Gemma-4-12B-it-heretic MLX 4-Bit

This model was converted to MLX format from igorls/gemma-4-12B-it-heretic using mlx-vlm.

It follows the same Gemma 4 MLX conversion strategy used by the public mlx-community / chia767 Gemma 4 12B ports: the model stays in the full gemma4_unified architecture, keeps the image/audio path, and uses mixed precision for the language model.

Why this variant?

The source checkpoint is about 22GB locally. This MLX build is about 10GB and preserves the unified Gemma 4 multimodal route instead of stripping it down to text-only inference.

Although this is tagged as 4-bit, it is not a pure all-layer 4-bit quantization. The default quantization is 4-bit affine with group size 64, while all 48 MLP gate_proj, up_proj, and down_proj layers are kept at 8-bit. The converter reported 7.355 bits per weight.

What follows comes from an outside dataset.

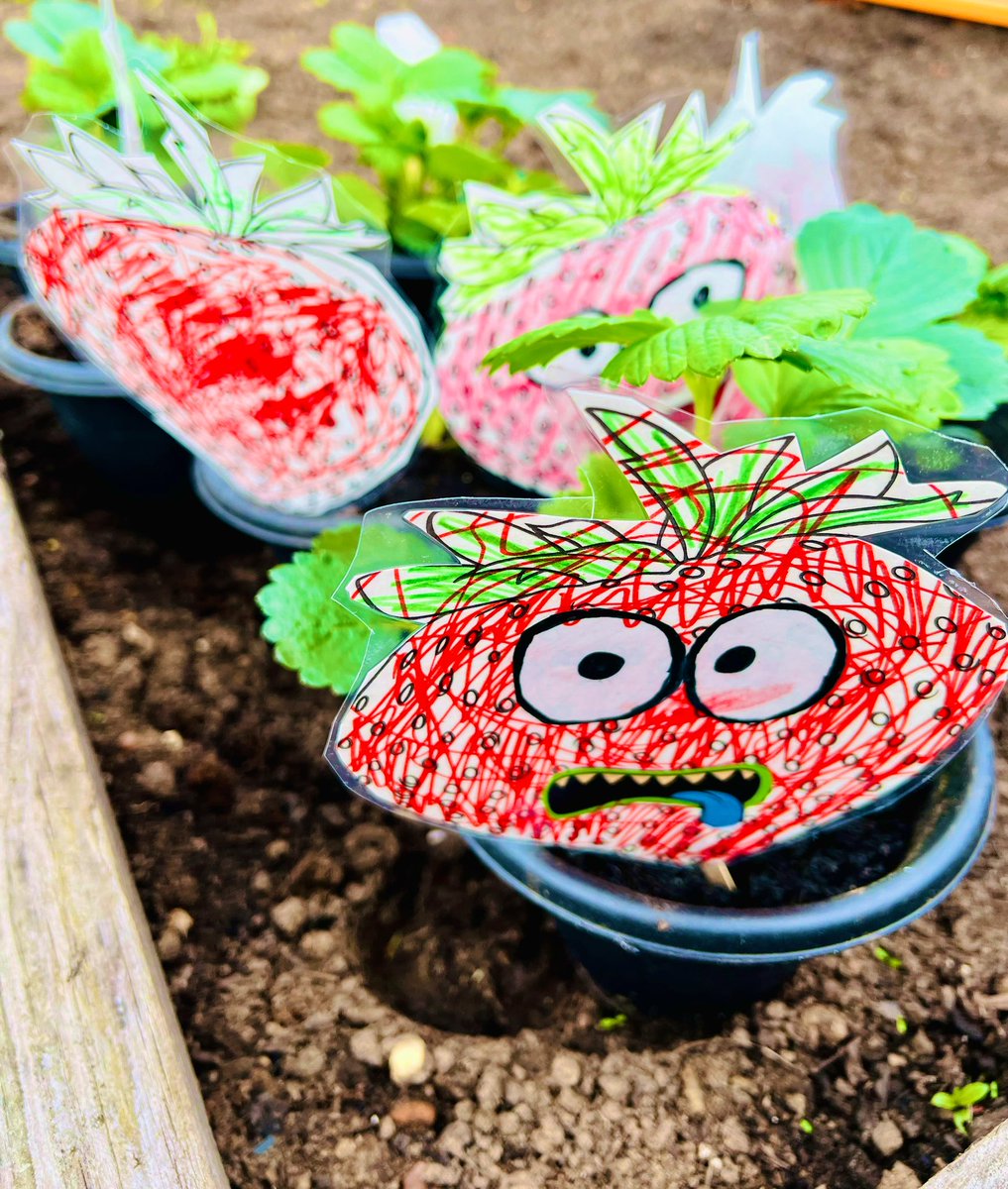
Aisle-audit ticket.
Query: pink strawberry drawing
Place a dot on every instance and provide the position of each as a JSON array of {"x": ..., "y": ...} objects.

That is why this model is larger than a compact text-only MLX-LM 4-bit conversion, but much closer to the public Gemma 4 MLX ports in behavior and architecture.

Use with MLX-VLM

pip install -U mlx-vlm

python -m mlx_vlm.generate \
  --model IvanSmit05/gemma-4-12B-it-heretic-mlx-4bit \
  --max-tokens 100 \
  --temperature 0.0 \
  --prompt "Briefly describe this image." \
  --image <path_to_image>

For text-only prompts:

python -m mlx_vlm.generate \
  --model IvanSmit05/gemma-4-12B-it-heretic-mlx-4bit \
  --max-tokens 200 \
  --temperature 0.7 \
  --prompt "Write a short story about a rogue AI."